We are creating the Chlorine Distribution System because we cannot forget the 900,000 Haitians that already have chlorinators -- the devices do not maintain themselves. Haitian neighborhoods that have a chlorinator want to ensure that they will be able to use their chlorinators indefinitely. The Chlorine Distribution System will provide this assurance.
The Chlorine Bank System is a web of locally operated chlorine distribution sites. At each chlorine distribution site there is a warehouse that houses chlorine tablets to be used in LF 1000 or LF 2000 chlorinators. The chlorine distribution sites purchase their chlorine from the Central Chlorine Distribution Center, which purchases its chlorine from d’Adesky Import/Export, a local Haitian business.
Once the chlorine distribution sites have chlorine, community water board members will purchase chlorine from the closest site to use in their neighborhood’s chlorinator(s). The Funds that water board members will use to purchase chlorine will come from their local water stations. People in Port-au-Prince are charged 1 to 10 US¢ by water stations for every five-gallon bucket they fill. 65% of this money is paid to DINEPA for the water itself. The remaining 35% is used to pay water station staff, and now, to purchase chlorine.

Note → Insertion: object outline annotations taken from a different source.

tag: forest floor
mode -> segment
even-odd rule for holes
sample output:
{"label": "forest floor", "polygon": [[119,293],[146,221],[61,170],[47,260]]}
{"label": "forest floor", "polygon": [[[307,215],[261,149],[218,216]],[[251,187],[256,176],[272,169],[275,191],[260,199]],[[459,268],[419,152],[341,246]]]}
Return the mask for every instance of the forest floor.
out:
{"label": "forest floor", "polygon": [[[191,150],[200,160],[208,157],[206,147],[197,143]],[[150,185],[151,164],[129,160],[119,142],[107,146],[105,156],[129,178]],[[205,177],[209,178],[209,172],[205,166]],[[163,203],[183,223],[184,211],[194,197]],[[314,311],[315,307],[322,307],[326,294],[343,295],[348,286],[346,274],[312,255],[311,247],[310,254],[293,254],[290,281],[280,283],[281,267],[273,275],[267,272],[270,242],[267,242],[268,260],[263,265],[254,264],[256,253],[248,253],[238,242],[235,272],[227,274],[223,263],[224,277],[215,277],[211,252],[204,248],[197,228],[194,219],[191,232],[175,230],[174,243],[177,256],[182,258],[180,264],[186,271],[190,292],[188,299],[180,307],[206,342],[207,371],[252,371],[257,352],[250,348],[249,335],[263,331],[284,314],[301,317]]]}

The Chlorine Distribution System will provide:
Improved water quality: measured by residual chlorine in households’ water supplies -- Residual chlorine = clean, safe water. Our 2011 study results: households in a community with access to a chlorinator are 20% more likely to have residual chlorine in their household water supply.
A water treatment program that achieves financial self-sufficiency – measured by routine audits of each distribution system.